Friday, February 23, 2018

Jabber

The kids jibber and jabber around me __ but even the noise doesn't drown the impatience I feel. I am angry with the world __ impatient with life __ as I ponder on the fact that things aren't moving as fast as I would like.
All the proposals have been written. It's sad to see many would rather seen the righteous smitten. These are words that were unavoidably bidden. Because of the change raging from beneath.
Weariness flows deep into my limbs __ I ask this question as I wonder if I have sinned.
What dark saber is this? There are enemies I do see, who want to see all I hold dear destroyed; dead and forgotten.
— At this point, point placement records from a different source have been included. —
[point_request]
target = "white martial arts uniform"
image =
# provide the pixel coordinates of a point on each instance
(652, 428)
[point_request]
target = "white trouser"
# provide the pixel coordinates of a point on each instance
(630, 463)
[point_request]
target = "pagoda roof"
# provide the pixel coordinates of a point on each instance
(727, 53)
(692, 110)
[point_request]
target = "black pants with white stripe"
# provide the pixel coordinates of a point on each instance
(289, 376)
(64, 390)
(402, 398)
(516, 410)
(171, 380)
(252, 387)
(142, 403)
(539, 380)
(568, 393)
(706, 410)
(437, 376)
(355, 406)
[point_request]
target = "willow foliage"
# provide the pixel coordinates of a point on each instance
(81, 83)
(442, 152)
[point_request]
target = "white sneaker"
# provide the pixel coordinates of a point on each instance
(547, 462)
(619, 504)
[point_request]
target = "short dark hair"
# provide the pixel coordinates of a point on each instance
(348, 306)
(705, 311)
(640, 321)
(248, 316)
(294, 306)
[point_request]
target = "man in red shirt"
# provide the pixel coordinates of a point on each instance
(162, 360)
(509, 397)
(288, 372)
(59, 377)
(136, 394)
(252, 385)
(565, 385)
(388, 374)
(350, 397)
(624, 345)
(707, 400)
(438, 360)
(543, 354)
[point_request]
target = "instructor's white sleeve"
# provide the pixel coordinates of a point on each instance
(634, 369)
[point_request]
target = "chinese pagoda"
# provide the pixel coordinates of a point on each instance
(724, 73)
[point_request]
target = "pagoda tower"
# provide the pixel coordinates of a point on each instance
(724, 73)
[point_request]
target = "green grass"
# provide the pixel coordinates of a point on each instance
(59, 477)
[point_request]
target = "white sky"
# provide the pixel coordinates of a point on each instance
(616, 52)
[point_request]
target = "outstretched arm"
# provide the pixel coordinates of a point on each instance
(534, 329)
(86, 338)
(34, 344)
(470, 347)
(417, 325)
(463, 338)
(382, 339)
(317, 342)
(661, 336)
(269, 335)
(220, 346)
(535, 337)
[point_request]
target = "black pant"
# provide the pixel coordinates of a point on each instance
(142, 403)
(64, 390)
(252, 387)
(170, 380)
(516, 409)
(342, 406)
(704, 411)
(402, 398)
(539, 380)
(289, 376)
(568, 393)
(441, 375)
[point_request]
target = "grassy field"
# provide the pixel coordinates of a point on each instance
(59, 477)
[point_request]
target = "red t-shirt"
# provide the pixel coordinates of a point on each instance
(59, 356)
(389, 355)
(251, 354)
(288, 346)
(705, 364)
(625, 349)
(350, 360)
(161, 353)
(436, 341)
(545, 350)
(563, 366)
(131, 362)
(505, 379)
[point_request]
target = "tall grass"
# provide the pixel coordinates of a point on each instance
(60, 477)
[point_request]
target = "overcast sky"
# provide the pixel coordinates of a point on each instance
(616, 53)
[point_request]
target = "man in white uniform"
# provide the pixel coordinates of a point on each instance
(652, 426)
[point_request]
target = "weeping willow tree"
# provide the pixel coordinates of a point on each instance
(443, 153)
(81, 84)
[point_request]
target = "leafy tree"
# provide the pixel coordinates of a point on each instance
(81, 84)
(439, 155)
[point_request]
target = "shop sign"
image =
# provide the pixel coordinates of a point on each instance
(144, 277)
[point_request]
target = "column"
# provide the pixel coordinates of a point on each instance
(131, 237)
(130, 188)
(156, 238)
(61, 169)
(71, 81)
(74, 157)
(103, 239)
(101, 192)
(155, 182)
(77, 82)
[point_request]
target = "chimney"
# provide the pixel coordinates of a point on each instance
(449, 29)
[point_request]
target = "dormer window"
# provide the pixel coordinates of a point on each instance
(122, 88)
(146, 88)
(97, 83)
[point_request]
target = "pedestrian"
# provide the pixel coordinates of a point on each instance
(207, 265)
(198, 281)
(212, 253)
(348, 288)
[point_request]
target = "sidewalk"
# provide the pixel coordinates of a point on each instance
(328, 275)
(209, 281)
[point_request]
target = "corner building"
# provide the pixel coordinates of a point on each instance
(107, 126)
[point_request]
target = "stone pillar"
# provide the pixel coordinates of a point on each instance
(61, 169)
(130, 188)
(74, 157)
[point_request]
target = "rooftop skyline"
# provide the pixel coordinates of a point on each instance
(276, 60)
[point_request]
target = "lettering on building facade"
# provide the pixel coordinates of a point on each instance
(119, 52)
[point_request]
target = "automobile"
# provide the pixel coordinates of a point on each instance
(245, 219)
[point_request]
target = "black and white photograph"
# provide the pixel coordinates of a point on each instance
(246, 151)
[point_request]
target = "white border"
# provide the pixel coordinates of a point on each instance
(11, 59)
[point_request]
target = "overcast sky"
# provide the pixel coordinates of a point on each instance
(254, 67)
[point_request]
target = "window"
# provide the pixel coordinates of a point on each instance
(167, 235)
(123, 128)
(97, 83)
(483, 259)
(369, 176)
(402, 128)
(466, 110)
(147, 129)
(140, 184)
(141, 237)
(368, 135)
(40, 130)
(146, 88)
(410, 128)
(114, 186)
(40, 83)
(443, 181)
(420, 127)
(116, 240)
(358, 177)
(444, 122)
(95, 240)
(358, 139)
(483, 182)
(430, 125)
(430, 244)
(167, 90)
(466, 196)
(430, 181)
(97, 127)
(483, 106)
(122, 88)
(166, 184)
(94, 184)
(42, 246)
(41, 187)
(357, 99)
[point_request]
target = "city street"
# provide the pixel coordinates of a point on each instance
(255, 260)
I fight to realize my dreams even as some dark voices tell me this is a war I cannot win.
If I let the words continue destruction will come quicker than a knife to the ribs. For now I must persevere, I must look forward, walk hand in hand with God who can make all things possible in both financial and spiritual ways.
My eyes are fastened on the heaven as I wonder what will be my pleasure. If the curtain falls without all this being delivered I would have achieved nothing. But I know this will not be my portion. The light of God will shine on my pavilion and this time there shall be a grateful celebration to celebrate his faithfulness in my life and hopefully put all this to rest. I do not intend to live in regret. 

Friday, February 9, 2018

Memories

Every day I am at work by 7.15am sharp. The deadline is 7.30. For the eleven months plus a few days I’ve been working in the small school where I teach primary school students whose age range is between six and eight, I have never gotten to work late. In some respects the job is satisfactory __ You kinda feel like a potter moulding the lives and destinies of bright young minds.
But there are days I cannot help but remember my more carefree days. When I was in a College of Education in a very small town called Ondo State which I am sure many have never heard of. Life was easier then __ no drag of nine to five __ no bills to pay __ just getting through the academic hurdle so I could be handed my degree.
Truth be told I did more playing than reading. Let me fill you in on a little back story. I never wanted to be in a College of Education. In my country being in a college of education meant you had to teach and back then boy did I not want to be a teacher. The ironic part is I ended up doing just that.
But I digress __ I hated every minute of being there for the first six months until I made some friends. They were actually friends of my younger brother who became my friends when I found myself in the same class as him.
We had so many wild escapades together. One time my brother and I; hellions that we were, stumbled on a knee high bottle of our dad’s hundred percent whisky. Ecstatic with our find we called the guys together and decided to throw a little shindig. Joshua or Josh as we like to call him got a couple of girls together, including a vacant apartment which would serve as the venue. The speed with which he got things together took my breath away. What none of us stopped to consider was if our bodies could stand the strain of a hundred percent alcohol whisky.
The party arrived, girls turned up in droves and we got the music going. Some of my luckier dudes (my brother inclusive) retired to some of the spare rooms to make out with girls.
I remember Josh racing to me with a cup of this whisky, was hesitant about tasting it. Something in my gut warned me it wouldn’t end well. Josh seeing I wasn’t going to go down without a fight persuaded me the only way he could. He challenged my manhood. Saying I was a chicken, that even the girls took a good swig of it.
Stung by his words I took a generous gulp. It only took a few seconds and I started having reactions. First came the warmth, the intense happiness and the pricking sensation behind my eyeballs. It was as if a sharp needle was trying to poke its way out of the back of my corneas.
A little worried now; I called Josh and asked him if he was having a pricking sensation behind his eyeballs. He reacted the way only Josh could; laughter __ a long bout of annoying laughter.
Before I completely lost sense of what was happening boys and girls who’d dared the hundred percent alcohol whisky started acting very strangely. One girl sat down with her head between her legs and started laughing uncontrollably.
Another of my friends leapt on a car and started doing a Michael Jackson impression. He was barely halfway through when he suddenly collapsed on the hood of the car and conked out until morning.
My brother and one of his girlfriends (and yeah he had many) stumbled out as if hit on the head with a hammer. There was a shallow gutter a few metres away from the house’s entrance. He made it to the edge before kneeling down and throwing up uncontrollably. The most disturbing part was __ whenever he came up for air he’d release a guffaw of what could best be described as maniacal laughter.
He vomited for close to thirty minutes and laughed for another forty. By which time his girlfriend was convinced he’d gone insane. I got off the hood of the car I’d been sitting on and managed to make it into the apartment. My destination was one of the rooms but I could only make it as far as the couch where I passed out for the night. My sleep was dreamless. Like someone hit me over the head with a hammer.
When I woke up my friends regaled me stories of what happened after I slept. We reached an unspoken decision never to raid our father’s liquor closet again.

Some of the girls aren’t speaking to us till today, and I can’t say I blame them.